Date: Apr 8 2024
Slides: https://15721.courses.cs.cmu.edu/spring2024/slides/17-bigquery.pdf
Reading
Raw Lecture Notes
- observation: in the early 2000s, Google had a huge influence in the data engineering ecosystem. Whenever Google put out a paper, the industry would copy “because Google”
- a lot of the initial google systems were NoSQL, but not anymore
- “Dremel was one of the first systems to reintroduce SQL for Big Data at Google”

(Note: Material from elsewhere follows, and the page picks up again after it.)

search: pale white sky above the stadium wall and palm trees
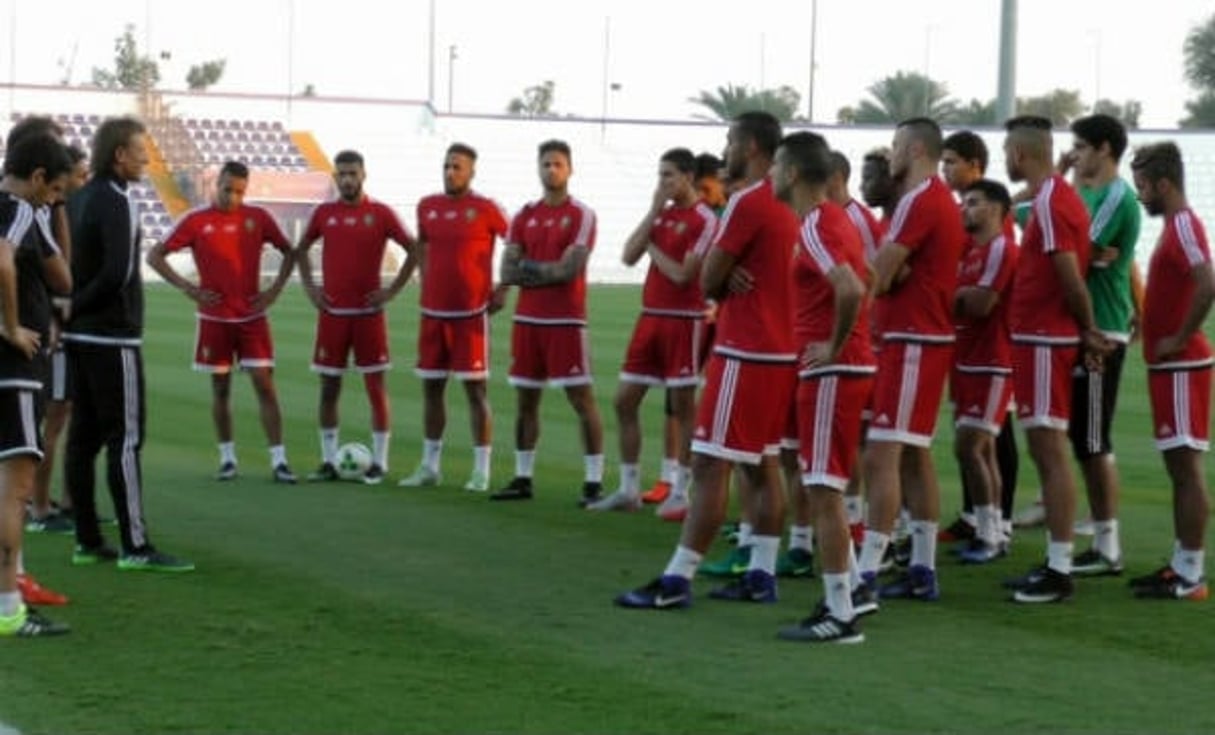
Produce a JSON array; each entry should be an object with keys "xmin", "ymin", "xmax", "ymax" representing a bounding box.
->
[{"xmin": 0, "ymin": 0, "xmax": 1215, "ymax": 128}]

- Let’s learn about Dremel:
- context: there was all this data being generated into GFS (Google File System) and the only way to study it was by writing hadoop jobs in C++, these engineers at google wanted to use SQL
- initial version didn’t have joins
- released in 2012 as a commercial product BigQuery
- Dremel is a in-situ data processing engine, basically a data lake that works on files that are already in GFS
- Dremel (parquet and ORC)
- shared disk
- vectorized query processing
- shuffle-based distributed query execution
- columnar storage (zone maps, filters, RLE)
- hash joins only
- heuristic optimizer + adaptive optimizations
- Dremel’s query architecture is that there is a coordinator node which splits up tasks across all worker nodes in multiple stages
- e.g. stage 1: partial group by
- e.g. stage 2: group by / sort / limit
- e.g. stage 3: sort/limit
- (Some parts of stage 2 can be started before all of stage 1 is done. This reminds me a lot of GitLab CI stages where you can have jobs in a later stage start before an entire previous stage is done.)

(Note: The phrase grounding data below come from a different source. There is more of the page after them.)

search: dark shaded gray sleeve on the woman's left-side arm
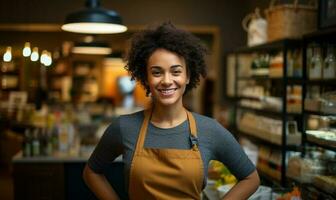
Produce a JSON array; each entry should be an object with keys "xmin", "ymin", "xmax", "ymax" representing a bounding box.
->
[{"xmin": 88, "ymin": 117, "xmax": 123, "ymax": 173}]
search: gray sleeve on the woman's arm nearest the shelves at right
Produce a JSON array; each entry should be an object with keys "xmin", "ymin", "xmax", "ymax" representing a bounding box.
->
[{"xmin": 213, "ymin": 121, "xmax": 255, "ymax": 180}]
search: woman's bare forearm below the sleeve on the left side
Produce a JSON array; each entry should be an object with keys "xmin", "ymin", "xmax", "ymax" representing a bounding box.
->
[{"xmin": 83, "ymin": 164, "xmax": 119, "ymax": 200}]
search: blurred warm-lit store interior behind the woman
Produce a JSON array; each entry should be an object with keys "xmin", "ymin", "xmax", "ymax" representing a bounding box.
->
[{"xmin": 0, "ymin": 0, "xmax": 336, "ymax": 200}]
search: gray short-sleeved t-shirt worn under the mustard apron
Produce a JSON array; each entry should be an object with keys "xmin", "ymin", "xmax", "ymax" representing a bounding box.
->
[{"xmin": 88, "ymin": 111, "xmax": 255, "ymax": 189}]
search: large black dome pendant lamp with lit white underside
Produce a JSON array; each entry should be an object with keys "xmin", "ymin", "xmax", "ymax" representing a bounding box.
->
[{"xmin": 62, "ymin": 0, "xmax": 127, "ymax": 34}]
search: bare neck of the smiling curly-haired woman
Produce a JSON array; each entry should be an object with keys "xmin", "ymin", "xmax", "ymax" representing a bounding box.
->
[{"xmin": 151, "ymin": 103, "xmax": 187, "ymax": 128}]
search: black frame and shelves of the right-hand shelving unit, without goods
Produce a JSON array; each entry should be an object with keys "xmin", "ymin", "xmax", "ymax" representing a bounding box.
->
[{"xmin": 225, "ymin": 29, "xmax": 336, "ymax": 192}]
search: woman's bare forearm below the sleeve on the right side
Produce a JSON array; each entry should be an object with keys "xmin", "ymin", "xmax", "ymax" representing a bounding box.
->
[{"xmin": 223, "ymin": 170, "xmax": 260, "ymax": 200}]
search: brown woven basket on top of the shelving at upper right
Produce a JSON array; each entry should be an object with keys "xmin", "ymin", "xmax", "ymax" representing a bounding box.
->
[{"xmin": 265, "ymin": 0, "xmax": 317, "ymax": 41}]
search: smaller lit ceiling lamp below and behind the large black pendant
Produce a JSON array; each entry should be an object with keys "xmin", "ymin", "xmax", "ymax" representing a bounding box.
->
[{"xmin": 72, "ymin": 42, "xmax": 112, "ymax": 55}]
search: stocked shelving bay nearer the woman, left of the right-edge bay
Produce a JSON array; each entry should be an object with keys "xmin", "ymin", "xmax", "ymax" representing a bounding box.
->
[{"xmin": 228, "ymin": 39, "xmax": 303, "ymax": 186}]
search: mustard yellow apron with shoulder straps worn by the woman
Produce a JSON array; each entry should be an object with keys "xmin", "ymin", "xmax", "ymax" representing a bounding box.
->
[{"xmin": 129, "ymin": 109, "xmax": 204, "ymax": 200}]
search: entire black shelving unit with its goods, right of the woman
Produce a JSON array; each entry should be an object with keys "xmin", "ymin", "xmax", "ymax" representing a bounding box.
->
[{"xmin": 223, "ymin": 29, "xmax": 336, "ymax": 196}]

- All the worker nodes between 2 stages use a shared memory buffer.
- The workers of the last stage write the results to filesystem/return to client.
- This shared memory buffer can be spilled to disk as needed.
- What is “the shuffle”? “The shuffle” is a checkpoint in the middle of the query. There can be many shuffles, and it’s the coordinator’s responsibility to make sure all tasks for each stage is completed.
- The coordinator may choose to kill a task in a node and give the same task to another node which might be moving faster.
- Why have stages and not just a full-blown DAG?
- Because as each stage completes, the coordinator can decide to change the query plan ahead.
- Also easier to manage data cleanup and probably simplifies other software engineering things.
- GFS is like S3
- Query Optimizer
- it’s adaptive, stage by stage
- it might change # of workers per stage, or change the join order, but not so much the entire query plan
- another clever things Dremel/BigQuery do is adjust intermediate results to partition skew, so it will instruct worker nodes to change their partitioning scheme based on results from previous stages
- Storage
- “Colossus” is like an S3 at Google
- they use a Capacitor file format which is like ORC/Parquet
- it supports some type of filtering on compressed data, which ORC/Parquet don’t (yet) support
- There are now open source systems inspired by Dremel:
- Apache Impala
- Presto (Meta)
- forked to Trino by Starburst
- (presto→prestoDB→prestoSQL→Trino 😕)
- hive, presto and trino are all query engines
- Apache Drill
- Dremio
- has materialized views and their own query engine